Le pas de porte se résume strictement au bail, ce qui est élément du fonds de commerce. Pour un repreneur, l’aspect financier entre en jeu. Le montant de la somme réclamé au repreneur pour le pas de porte et le fonds de commerce peut varier du simple au double.

Peut-on échapper au pas de porte et au droit au bail ? Un repreneur peut opter pour un bail à l'américaine. Les mensualités du loyer sont plus élevées, dans le sens où il ne paie pas de droit au bail et le pas de porte est mensualité. Le preneur n’a pas besoin de réaliser une levée de fonds importante, même s’il doit parfois verser jusqu’à 2 ans de loyers d’avance.

II. LE FONDS DE COMMERCE

La cession d’un fonds de commerce est une cession d’entreprise dans le sens où le fonds de commerce est plus qu’un local à vocation commerciale, en raison de la transmission de biens immatériels.

Si le pas de porte se résume au bail, le fonds de commerce comprend le bail, la clientèle, l’enseigne, le nom commercial, le nom de domaine, les contrats en cours en matière de travail et d’assurance, le mobilier, les marchandises, les stocks… Néanmoins, le repreneur n’achète pas l’immeuble.
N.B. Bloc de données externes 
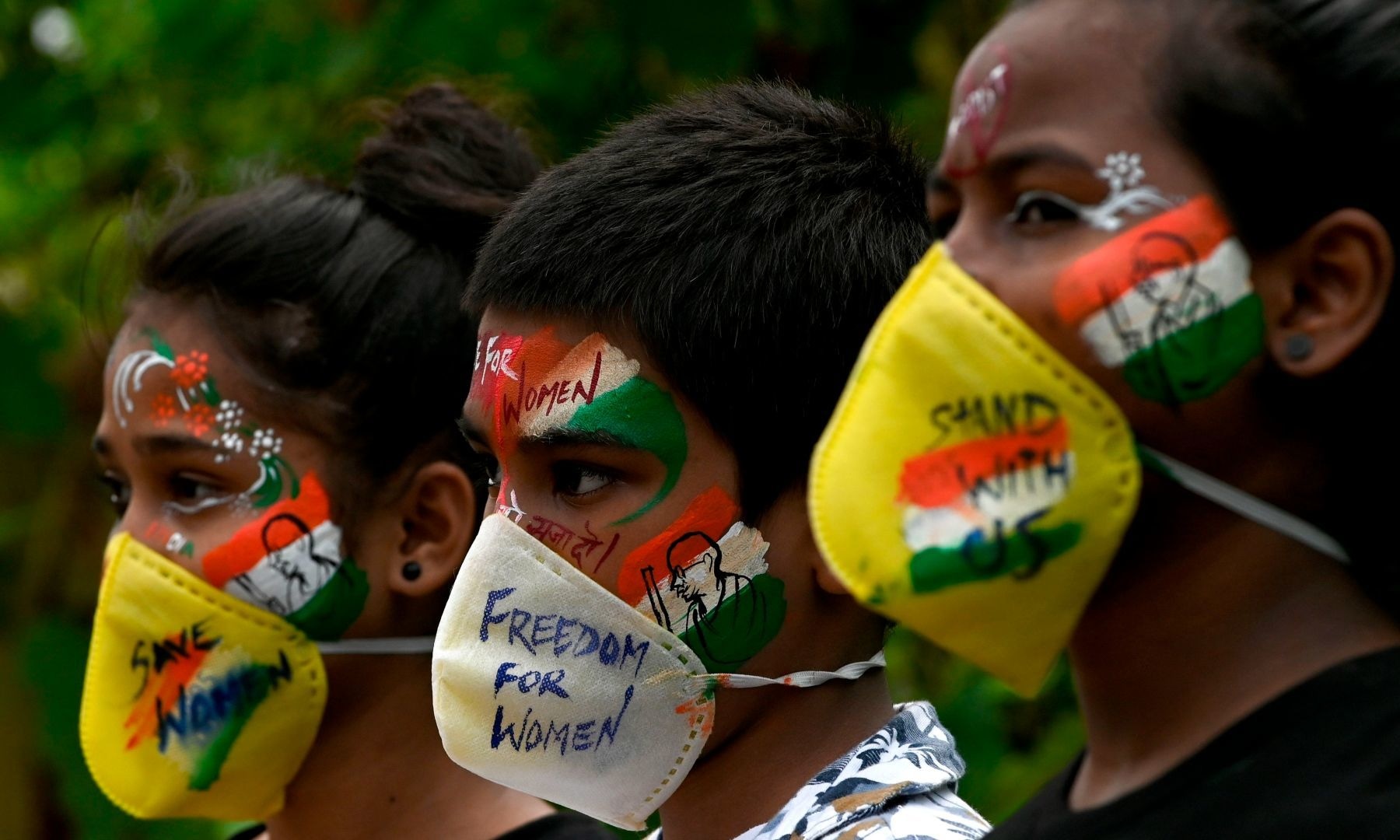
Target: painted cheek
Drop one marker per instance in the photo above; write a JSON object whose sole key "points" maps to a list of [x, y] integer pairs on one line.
{"points": [[723, 632], [1168, 304]]}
Conformément à la directive européenne 98/50 du 29 juin 1998 concernant le rapprochement des législations des états membres relatives au maintien des droits des travailleurs, les salariés conservent leur travail, ce qui oblige le repreneur à réaliser un transfert de contrat. Un salarié ne peut être licencié sur simple décision de l’employeur. Néanmoins, un licenciement économique reste licite pour des questions de restructuration économique ou technique.